Yom Kippur is the holiest and most solemn day of the Jewish year and is a fast day. According to tradition, at the end of Yom Kippur, God decides whether we will be inscribed in the Book of Life and “seals” our fates for the coming year.
There are a number of customs and traditions observed by Jewish communities around the world.
Most communities uphold the custom of not wearing leather shoes on Yom Kippur. Leather shoes were historically considered luxury apparel. So, keeping with the humble spirit of Yom Kippur, Jewish tradition recommends avoiding leather shoes to demonstrate a willingness to forego luxury. In order to avoid leather footwear, many wear canvas sneakers, flip flops, Crocs, or wedge sandals.
In many communities around the world, it is traditional to dress in white on Yom Kippur. This symbolizes purity and the opportunity to begin the new year with a clean slate.
Breaking the fast
“Break fast” (no, not breakfast) is the meal eaten immediately after Yom Kippur to break the fast.
In many Ashkenazi American homes, it’s common to serve bagels, cream cheese, kugel, fresh fruit and coffee. In Sephardic homes, the menu might include dairy foods, soups and stews, and other dishes that would be served at a lunch or dinner as opposed to brunch. However, each family has their own break fast customs.

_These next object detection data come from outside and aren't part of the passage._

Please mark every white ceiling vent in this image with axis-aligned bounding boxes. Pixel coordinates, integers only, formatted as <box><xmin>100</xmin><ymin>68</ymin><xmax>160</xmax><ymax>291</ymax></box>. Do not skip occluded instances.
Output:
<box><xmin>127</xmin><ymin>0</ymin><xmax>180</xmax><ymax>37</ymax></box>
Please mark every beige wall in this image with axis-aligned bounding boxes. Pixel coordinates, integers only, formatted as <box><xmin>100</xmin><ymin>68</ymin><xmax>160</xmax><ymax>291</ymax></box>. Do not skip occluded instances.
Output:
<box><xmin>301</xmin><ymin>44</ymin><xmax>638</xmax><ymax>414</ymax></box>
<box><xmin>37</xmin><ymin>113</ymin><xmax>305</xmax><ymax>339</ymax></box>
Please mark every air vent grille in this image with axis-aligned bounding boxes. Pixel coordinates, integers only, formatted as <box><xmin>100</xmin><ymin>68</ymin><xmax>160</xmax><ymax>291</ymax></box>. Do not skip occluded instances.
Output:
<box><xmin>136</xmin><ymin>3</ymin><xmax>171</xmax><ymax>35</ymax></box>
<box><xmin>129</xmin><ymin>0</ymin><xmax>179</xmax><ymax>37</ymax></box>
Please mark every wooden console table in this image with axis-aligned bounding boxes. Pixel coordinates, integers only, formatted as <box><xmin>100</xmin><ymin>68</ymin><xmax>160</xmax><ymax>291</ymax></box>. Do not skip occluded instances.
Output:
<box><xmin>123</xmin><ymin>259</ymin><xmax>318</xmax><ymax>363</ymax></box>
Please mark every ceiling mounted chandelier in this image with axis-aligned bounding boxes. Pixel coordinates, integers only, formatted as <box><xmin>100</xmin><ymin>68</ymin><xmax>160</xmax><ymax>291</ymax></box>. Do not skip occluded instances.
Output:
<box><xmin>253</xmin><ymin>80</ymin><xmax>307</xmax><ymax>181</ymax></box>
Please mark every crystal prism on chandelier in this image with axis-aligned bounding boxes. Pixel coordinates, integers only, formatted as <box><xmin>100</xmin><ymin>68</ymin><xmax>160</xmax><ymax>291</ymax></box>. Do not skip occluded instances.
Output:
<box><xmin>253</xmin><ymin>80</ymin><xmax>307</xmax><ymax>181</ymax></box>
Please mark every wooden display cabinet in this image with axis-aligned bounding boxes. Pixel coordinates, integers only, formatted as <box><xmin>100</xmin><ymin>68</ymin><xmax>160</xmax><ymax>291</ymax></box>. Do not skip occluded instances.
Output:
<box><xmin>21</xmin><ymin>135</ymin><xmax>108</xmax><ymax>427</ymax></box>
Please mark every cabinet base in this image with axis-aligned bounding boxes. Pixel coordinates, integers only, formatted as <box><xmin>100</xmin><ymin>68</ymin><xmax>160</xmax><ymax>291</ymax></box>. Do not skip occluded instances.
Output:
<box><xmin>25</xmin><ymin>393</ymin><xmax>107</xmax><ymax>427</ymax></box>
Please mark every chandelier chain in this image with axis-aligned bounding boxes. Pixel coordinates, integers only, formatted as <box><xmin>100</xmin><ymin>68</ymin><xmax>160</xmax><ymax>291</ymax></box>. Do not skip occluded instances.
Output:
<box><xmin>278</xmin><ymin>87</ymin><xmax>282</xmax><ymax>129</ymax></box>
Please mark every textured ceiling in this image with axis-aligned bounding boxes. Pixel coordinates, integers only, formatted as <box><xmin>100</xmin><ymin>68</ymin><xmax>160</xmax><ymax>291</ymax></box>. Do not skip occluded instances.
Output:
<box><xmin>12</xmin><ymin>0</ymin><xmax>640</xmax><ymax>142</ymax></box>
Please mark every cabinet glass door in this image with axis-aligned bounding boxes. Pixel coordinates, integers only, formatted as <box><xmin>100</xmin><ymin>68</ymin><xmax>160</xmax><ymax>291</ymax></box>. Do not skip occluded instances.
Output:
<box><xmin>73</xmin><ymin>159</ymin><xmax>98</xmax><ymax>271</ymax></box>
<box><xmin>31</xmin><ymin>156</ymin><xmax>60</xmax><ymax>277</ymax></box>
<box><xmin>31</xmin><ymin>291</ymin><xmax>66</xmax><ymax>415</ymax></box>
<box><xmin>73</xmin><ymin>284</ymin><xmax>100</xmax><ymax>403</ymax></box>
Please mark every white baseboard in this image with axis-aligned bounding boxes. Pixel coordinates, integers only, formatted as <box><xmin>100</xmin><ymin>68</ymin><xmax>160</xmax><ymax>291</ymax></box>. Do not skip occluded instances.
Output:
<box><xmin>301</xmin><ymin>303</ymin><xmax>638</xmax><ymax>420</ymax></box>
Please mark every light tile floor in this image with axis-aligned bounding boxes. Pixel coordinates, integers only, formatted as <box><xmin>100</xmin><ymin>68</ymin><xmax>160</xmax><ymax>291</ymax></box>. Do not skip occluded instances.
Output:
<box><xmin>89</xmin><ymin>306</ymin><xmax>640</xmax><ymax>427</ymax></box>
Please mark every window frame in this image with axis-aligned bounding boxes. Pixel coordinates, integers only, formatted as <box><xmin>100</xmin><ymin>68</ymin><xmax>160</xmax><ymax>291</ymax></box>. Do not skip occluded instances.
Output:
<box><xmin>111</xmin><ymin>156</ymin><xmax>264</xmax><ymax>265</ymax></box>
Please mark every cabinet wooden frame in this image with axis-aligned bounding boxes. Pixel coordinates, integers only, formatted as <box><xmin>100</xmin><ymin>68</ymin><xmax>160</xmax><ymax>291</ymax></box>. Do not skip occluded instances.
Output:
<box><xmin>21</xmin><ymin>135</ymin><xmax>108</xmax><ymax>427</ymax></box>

Lighting a memorial candle
If one’s parent or parents are deceased, a special memorial candle, often called a Yahrzeit candle or “ner neshama” in Hebrew, is lit prior to beginning the fast in their memory and burns for the entire holiday.
Tashlich is a ceremony in which Jews throw pieces of bread into a body of water to symbolize casting away their sins. Before performing Tashlich, it is customary to reflect on the past year as part of the Teshuvah process, in order to “cast away” your wrongdoings.
Verses from the Book of Micah are recited, such as, “He will take us back in love; He will cover up our iniquities, You will cast (tashlich) all our sins into the depths of the sea” (7:19).
Although Tashlich is typically done on the afternoon of the first day of Rosh Hashanah, it can be performed until the end of Sukkot.